I am an interdisciplinary artist exploring how our sense of place and identity shifts with time.
I work intuitively, building up layers of marks that I draw within, forming abstracted landscapes filled with hybrid creatures. In these spaces, flora and fauna morph between animal, landscape, and raw paint. Playing hide and seek with us, these elements are constantly shifting identity before disappearing and emerging as something new. What starts as a creature might become a mountain; what seems like sky might transform into fur.

My process involves making oil paint by hand from raw pigments, allowing me to control every aspect of texture and luminosity. I combine this with everyday materials like crayons and colored pencils, along with elements that catch light—24k gold leaf and tiny glass mosaic.
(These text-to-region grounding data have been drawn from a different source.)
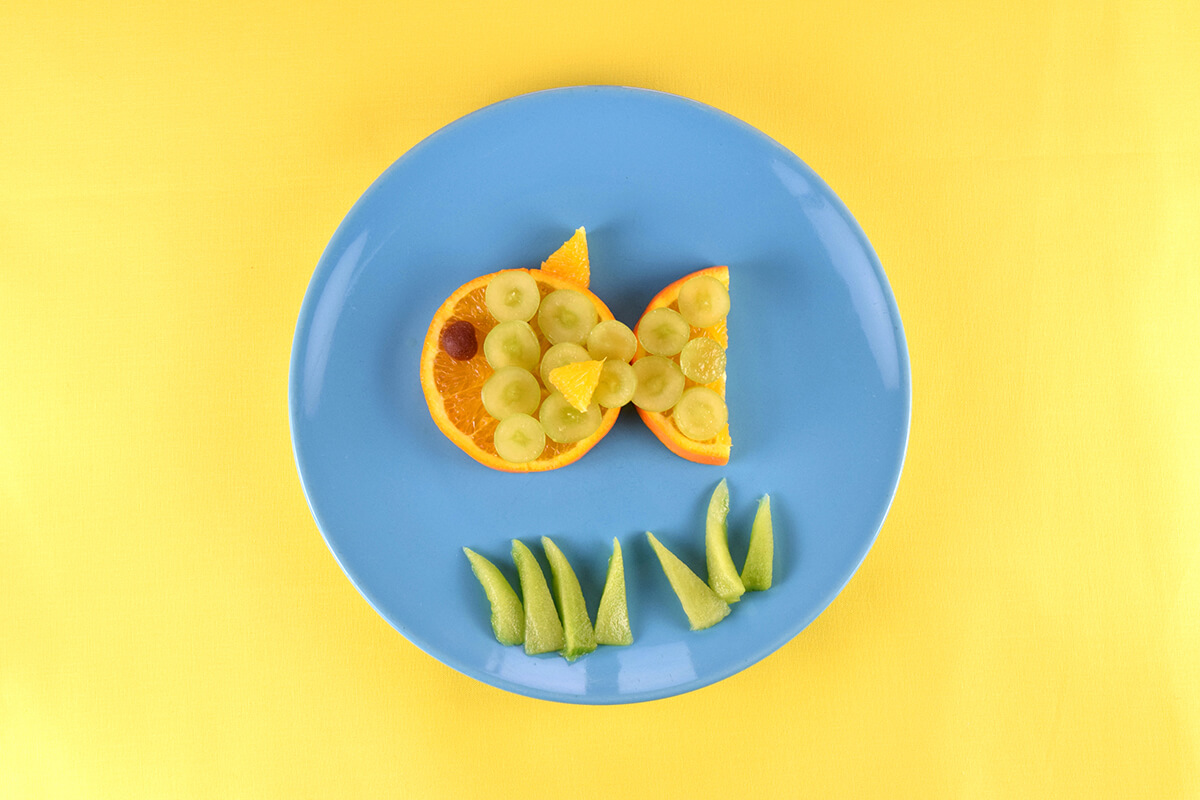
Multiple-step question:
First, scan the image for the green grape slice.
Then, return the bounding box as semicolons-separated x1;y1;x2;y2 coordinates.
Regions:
538;391;602;443
593;360;637;408
671;386;727;441
679;337;726;384
481;366;541;420
586;319;637;362
637;308;690;357
631;356;685;413
538;289;598;345
484;270;540;322
677;274;730;328
493;413;546;463
483;320;539;370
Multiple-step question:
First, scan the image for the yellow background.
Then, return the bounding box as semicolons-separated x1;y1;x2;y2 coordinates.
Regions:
3;1;1198;796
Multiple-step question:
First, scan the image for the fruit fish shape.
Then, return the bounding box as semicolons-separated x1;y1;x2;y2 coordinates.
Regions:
421;229;730;470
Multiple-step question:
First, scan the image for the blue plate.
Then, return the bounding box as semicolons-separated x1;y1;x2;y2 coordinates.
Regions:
289;87;910;704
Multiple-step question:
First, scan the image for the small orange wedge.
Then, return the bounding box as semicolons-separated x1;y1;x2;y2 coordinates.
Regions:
632;267;730;465
540;227;590;289
548;359;605;412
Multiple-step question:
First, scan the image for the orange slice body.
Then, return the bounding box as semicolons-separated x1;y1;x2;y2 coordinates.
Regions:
420;269;618;472
633;267;730;465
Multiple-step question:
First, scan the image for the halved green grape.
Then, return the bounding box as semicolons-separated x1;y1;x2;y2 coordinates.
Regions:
593;360;637;408
493;413;546;463
677;274;730;328
586;319;637;362
672;387;727;441
539;342;589;387
538;289;598;345
637;308;691;356
679;337;726;385
483;320;539;370
538;391;602;443
481;366;540;420
484;270;540;322
631;356;685;413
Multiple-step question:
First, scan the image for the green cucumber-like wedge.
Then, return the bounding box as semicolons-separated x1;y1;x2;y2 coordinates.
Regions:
705;479;745;603
646;532;730;631
741;495;774;591
510;540;565;655
540;537;597;661
594;538;633;646
463;548;525;646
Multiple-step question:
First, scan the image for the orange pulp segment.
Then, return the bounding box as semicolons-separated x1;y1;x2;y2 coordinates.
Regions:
540;227;590;289
548;358;605;411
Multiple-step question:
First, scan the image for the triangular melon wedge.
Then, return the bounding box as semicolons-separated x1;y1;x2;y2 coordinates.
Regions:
463;548;524;646
646;532;730;631
741;495;774;591
594;538;633;646
705;479;745;603
510;540;564;655
541;537;597;661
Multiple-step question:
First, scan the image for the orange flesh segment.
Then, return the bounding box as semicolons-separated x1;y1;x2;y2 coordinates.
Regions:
539;227;589;289
548;359;604;411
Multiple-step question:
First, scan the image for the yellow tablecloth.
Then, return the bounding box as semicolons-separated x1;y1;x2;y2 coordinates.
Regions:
3;2;1197;797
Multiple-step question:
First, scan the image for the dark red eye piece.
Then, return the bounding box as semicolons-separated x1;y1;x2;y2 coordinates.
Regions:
440;319;477;360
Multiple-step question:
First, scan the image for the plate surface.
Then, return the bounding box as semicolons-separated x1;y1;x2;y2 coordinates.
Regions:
289;86;910;704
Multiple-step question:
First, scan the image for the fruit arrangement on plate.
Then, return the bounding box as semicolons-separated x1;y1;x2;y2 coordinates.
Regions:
421;230;773;661
419;228;731;470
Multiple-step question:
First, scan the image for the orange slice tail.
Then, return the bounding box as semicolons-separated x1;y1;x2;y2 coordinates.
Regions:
633;266;730;465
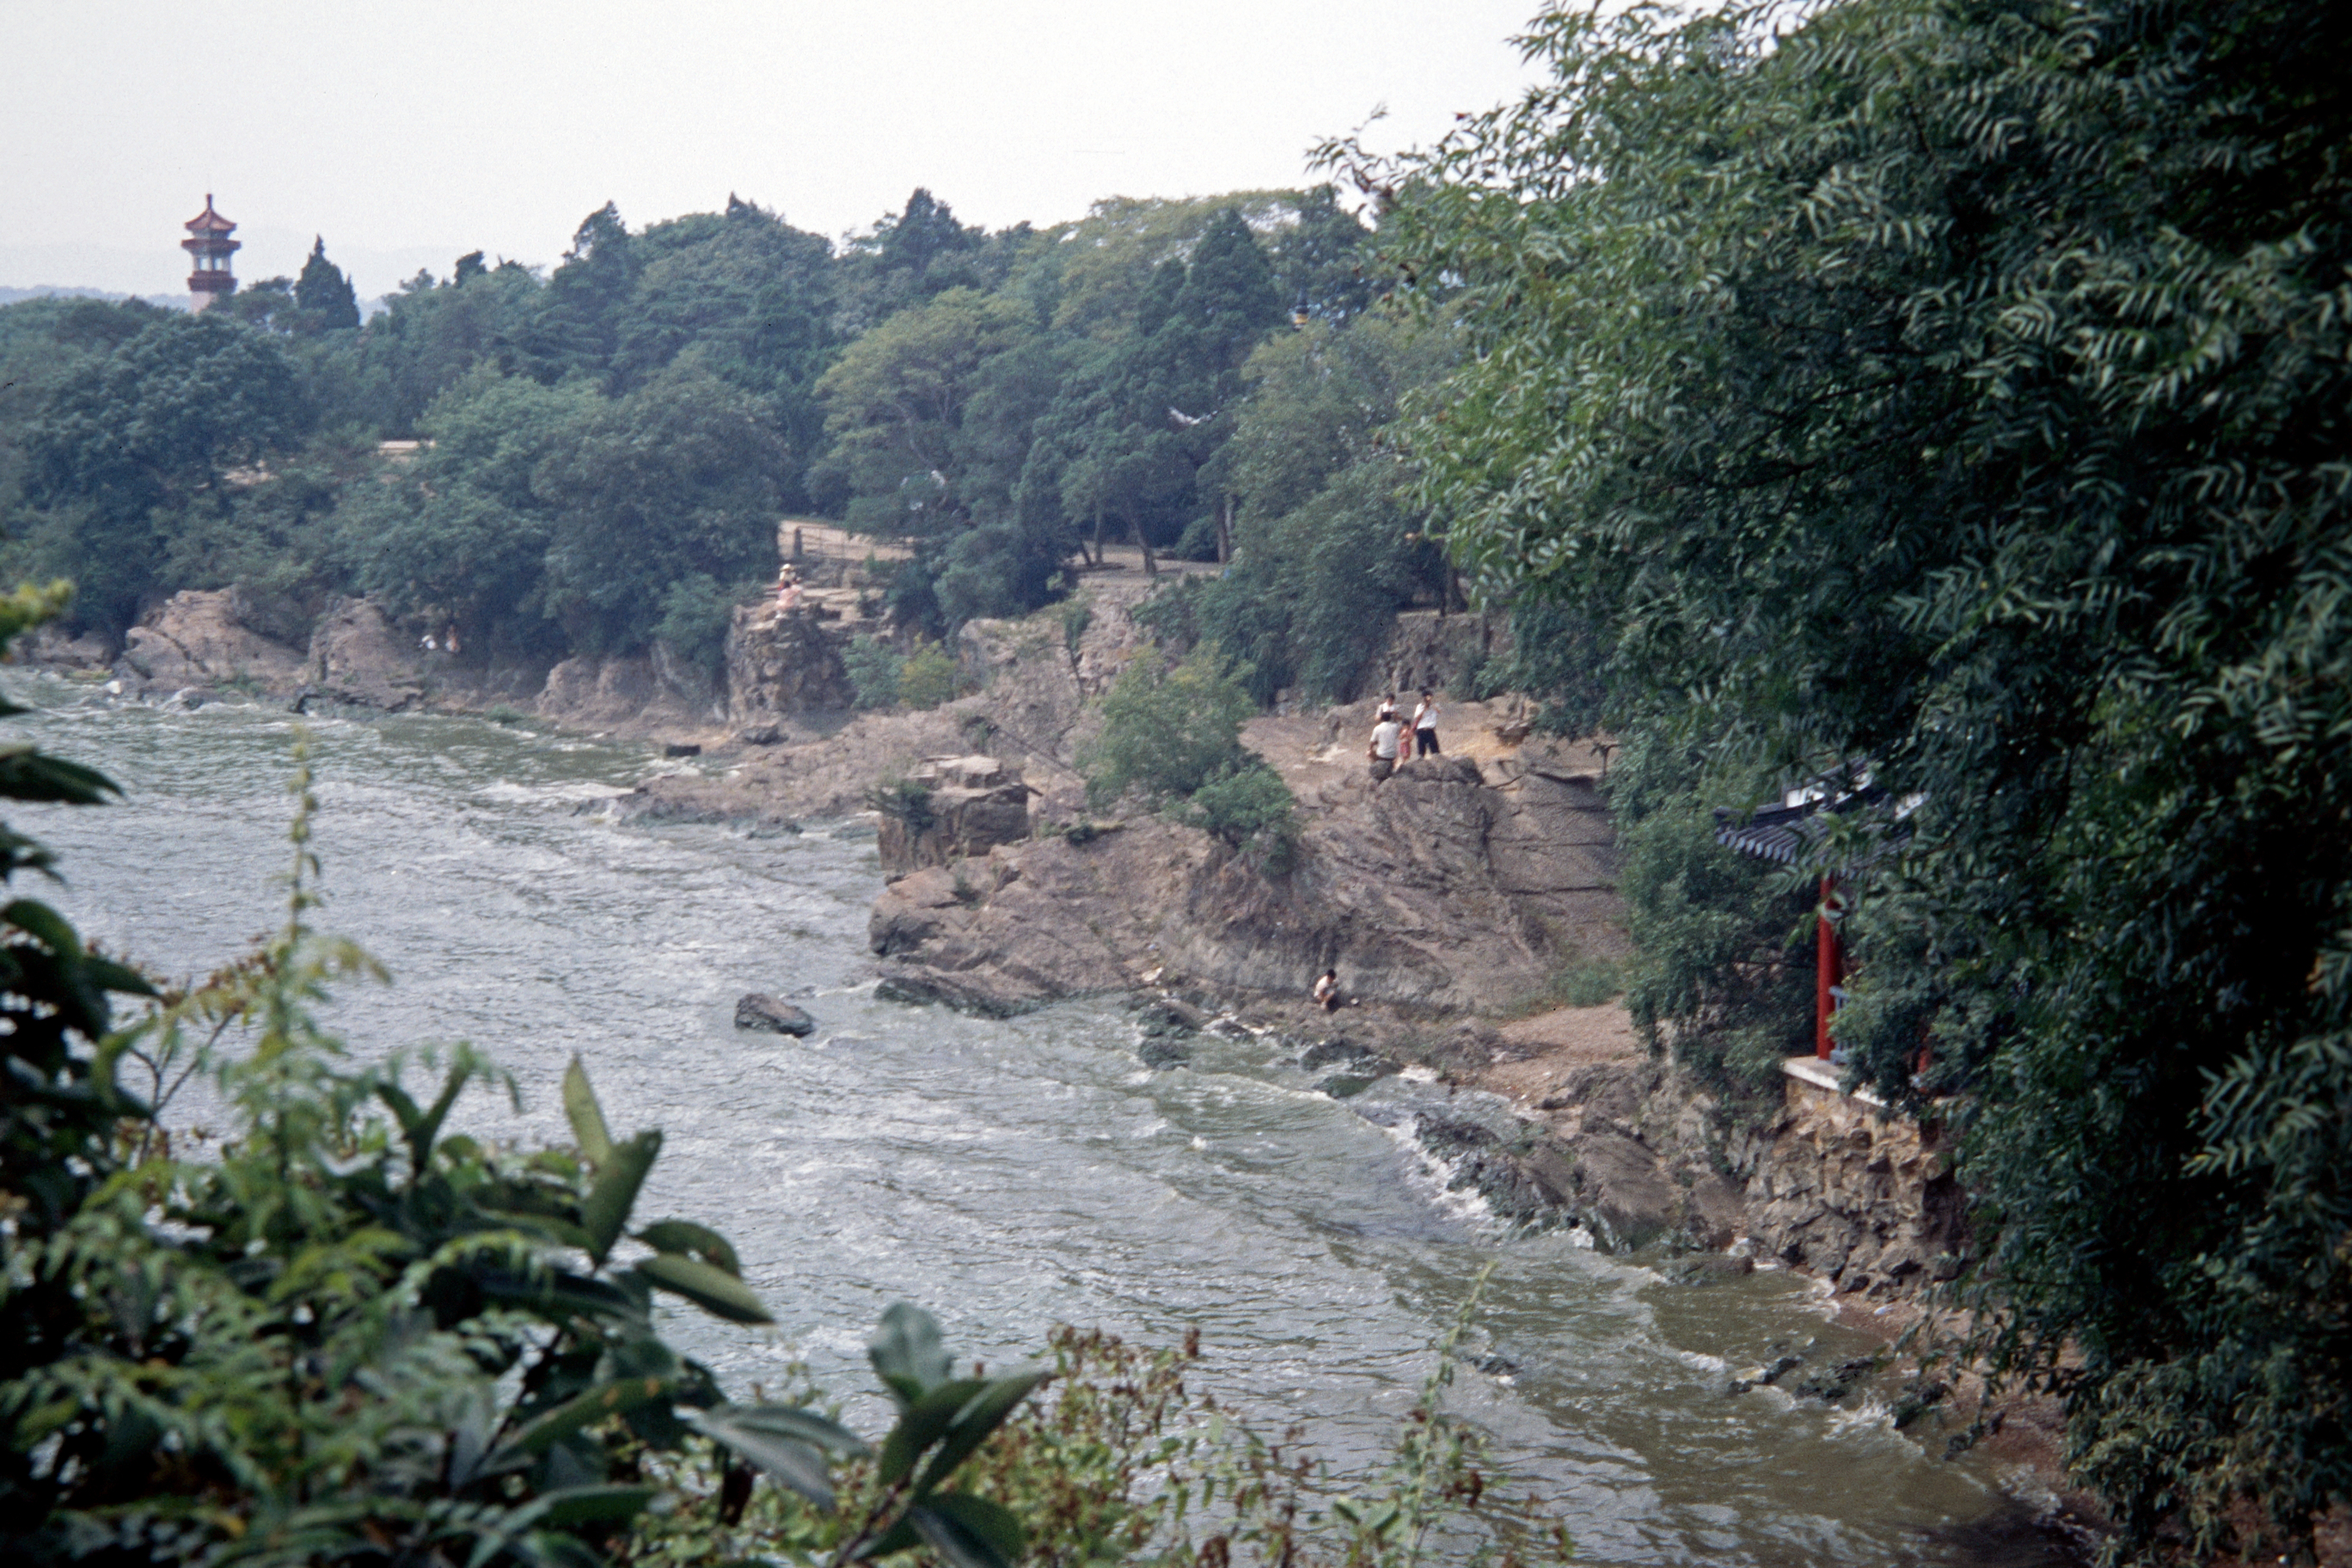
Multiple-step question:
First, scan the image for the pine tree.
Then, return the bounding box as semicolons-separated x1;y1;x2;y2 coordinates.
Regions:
292;236;360;332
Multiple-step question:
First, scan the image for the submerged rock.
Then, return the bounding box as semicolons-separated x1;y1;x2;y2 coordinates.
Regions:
734;993;816;1037
1133;996;1204;1038
1137;1038;1191;1069
1300;1038;1375;1071
1662;1253;1756;1286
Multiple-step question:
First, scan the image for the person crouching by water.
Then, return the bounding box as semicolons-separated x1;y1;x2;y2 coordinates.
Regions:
1313;968;1341;1012
1412;689;1441;755
1369;709;1405;781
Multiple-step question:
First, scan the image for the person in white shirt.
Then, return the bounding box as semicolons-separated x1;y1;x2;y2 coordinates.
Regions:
1368;714;1404;781
1412;689;1442;755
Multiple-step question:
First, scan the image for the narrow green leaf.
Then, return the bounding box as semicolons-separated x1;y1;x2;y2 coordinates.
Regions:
516;1483;663;1528
868;1301;954;1407
713;1402;870;1456
636;1218;743;1277
875;1378;986;1486
407;1059;475;1172
633;1253;772;1325
4;899;82;959
493;1376;670;1461
686;1407;840;1508
581;1130;660;1265
377;1080;425;1141
908;1493;1025;1568
562;1054;613;1166
914;1369;1050;1498
851;1518;922;1562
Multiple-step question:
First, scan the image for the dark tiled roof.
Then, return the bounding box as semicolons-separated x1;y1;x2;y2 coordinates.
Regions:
184;195;236;234
1714;778;1914;871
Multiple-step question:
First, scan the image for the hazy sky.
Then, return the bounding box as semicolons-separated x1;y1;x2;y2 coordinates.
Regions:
3;1;1551;300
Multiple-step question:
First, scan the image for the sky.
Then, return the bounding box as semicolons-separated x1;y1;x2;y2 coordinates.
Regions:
1;0;1553;301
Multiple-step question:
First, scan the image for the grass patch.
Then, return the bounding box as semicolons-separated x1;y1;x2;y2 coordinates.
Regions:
1500;956;1626;1017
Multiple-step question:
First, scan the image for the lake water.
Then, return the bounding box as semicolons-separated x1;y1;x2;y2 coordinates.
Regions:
9;682;2067;1568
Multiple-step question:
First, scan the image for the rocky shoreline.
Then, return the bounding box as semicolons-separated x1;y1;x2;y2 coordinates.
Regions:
23;573;2101;1551
25;578;1969;1284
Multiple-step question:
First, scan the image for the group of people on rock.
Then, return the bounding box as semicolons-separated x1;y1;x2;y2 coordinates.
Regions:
1366;689;1442;782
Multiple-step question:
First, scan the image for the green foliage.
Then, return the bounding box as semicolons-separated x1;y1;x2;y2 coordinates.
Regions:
1182;315;1458;703
337;369;597;658
867;775;936;836
844;634;905;711
652;573;747;683
633;1277;1569;1568
1608;732;1813;1110
0;185;1397;670
535;364;784;656
13;309;312;633
1177;761;1300;873
293;236;362;334
1079;646;1259;811
896;639;963;710
1360;0;2352;1553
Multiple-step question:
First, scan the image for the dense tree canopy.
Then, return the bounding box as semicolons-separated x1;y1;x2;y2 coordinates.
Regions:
1358;0;2352;1555
0;181;1433;685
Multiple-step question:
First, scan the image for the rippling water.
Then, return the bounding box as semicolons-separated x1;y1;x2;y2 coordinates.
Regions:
9;682;2066;1568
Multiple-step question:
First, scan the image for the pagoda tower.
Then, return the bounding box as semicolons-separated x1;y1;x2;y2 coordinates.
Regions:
182;195;240;309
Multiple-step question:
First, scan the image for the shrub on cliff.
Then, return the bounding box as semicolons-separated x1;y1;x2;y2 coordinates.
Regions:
1079;645;1257;811
844;634;903;709
1179;759;1300;873
897;639;963;709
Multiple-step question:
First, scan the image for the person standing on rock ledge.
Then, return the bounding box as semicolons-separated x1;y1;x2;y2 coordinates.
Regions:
1369;711;1404;782
1412;689;1442;756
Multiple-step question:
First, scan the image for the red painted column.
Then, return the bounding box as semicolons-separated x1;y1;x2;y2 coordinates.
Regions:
1816;875;1843;1060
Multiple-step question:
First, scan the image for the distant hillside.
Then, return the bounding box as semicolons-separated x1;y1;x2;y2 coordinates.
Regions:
0;285;187;310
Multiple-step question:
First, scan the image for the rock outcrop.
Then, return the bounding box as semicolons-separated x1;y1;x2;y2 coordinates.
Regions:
305;596;431;710
868;724;1626;1020
536;652;716;734
726;603;856;727
875;756;1033;873
116;590;308;694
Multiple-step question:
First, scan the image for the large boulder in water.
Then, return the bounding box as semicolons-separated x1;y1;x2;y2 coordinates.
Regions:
735;993;816;1036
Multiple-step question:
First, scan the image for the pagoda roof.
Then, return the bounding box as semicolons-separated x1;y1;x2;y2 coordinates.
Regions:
1714;772;1917;872
184;195;236;234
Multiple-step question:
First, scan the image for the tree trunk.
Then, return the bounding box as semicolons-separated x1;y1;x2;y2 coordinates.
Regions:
1089;511;1105;568
1129;512;1157;577
1216;495;1233;565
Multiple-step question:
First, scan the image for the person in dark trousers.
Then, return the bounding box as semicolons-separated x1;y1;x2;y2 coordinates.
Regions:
1412;689;1442;755
1313;969;1341;1011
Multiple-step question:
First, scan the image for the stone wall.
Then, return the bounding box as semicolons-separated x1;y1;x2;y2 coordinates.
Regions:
1729;1065;1969;1297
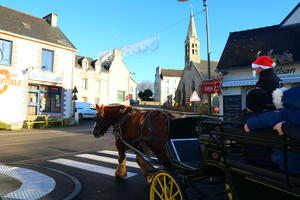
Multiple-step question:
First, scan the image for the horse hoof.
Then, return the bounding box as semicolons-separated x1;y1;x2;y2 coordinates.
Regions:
115;175;126;181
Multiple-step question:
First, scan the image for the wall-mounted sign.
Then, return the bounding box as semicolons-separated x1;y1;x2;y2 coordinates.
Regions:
0;69;22;94
29;71;63;83
274;67;296;75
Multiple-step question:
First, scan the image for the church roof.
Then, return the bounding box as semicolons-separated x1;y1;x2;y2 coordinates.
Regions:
194;60;218;78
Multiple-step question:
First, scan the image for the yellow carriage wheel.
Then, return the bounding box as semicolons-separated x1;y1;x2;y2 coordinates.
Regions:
150;171;185;200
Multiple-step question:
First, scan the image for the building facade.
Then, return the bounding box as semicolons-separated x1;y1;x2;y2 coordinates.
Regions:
73;49;137;106
217;3;300;115
154;66;182;105
0;6;77;129
175;11;218;105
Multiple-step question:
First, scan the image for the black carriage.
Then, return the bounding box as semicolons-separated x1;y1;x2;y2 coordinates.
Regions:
121;114;300;200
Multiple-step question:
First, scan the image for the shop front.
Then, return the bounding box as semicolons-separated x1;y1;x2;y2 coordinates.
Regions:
220;64;300;115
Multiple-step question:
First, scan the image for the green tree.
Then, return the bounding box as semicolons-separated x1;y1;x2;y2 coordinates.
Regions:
143;89;153;101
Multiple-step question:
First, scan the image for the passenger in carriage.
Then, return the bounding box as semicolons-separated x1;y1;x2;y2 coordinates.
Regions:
238;88;276;168
244;84;300;175
244;84;300;132
251;55;283;108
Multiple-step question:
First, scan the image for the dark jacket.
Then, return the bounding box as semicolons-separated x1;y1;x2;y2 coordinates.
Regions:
256;68;283;96
282;121;300;141
247;84;300;131
246;109;300;131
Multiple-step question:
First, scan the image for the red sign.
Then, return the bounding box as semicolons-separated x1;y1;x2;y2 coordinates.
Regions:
214;106;219;112
201;78;222;94
125;96;129;100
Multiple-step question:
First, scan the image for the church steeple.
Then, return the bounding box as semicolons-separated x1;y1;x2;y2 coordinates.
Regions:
185;11;200;67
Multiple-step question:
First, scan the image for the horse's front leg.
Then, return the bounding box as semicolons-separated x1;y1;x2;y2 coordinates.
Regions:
115;138;127;179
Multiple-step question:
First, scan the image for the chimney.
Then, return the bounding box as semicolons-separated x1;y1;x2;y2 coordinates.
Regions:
43;13;57;27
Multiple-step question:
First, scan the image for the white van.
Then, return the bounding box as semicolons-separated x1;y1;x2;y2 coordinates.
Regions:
75;102;97;120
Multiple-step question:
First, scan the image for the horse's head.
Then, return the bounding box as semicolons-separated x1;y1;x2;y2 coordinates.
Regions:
92;104;133;138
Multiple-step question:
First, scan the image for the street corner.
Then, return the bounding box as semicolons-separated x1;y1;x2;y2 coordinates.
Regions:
0;164;80;200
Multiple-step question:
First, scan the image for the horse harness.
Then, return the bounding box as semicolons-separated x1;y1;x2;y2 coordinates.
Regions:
113;110;169;145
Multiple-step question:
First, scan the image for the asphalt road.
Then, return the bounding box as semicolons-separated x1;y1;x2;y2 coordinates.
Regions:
0;107;226;200
0;120;148;200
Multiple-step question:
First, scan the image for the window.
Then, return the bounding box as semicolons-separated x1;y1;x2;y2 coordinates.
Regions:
165;79;169;84
165;87;169;94
41;49;54;72
27;84;62;114
82;78;88;90
117;91;125;102
172;79;176;84
0;39;12;65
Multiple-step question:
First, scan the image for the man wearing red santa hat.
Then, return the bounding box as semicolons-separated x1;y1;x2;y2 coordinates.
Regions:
252;56;283;99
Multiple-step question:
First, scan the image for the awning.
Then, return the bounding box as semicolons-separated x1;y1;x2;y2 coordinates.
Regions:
222;76;300;87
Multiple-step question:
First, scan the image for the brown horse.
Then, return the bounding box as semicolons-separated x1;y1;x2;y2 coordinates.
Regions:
92;104;174;181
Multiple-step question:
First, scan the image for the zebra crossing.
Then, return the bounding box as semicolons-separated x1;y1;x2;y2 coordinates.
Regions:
48;150;141;178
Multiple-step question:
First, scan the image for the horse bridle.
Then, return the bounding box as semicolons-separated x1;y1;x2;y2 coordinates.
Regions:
95;107;134;134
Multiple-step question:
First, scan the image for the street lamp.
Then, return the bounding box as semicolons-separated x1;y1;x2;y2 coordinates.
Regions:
178;0;212;114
These contrasting surfaces create visual tricks where images appear and disappear depending on how you look at them, much like seeing shapes in clouds. Pareidolia is the universal experience of finding familiar shapes in random patterns — I want others to have their own experience playing within my work, perpetually discovering something new.

These imagined worlds and feelings of place come from vivid memories and places I wish I could touch. While they are exploration of my own identity loss and fragmented reformation, they speak to something universal: the feeling that our identity is always shifting, always just out of reach. In painting, that uncertainty becomes a place of freedom rather than anxiety—a world where transformation is natural and nothing has to stay the same.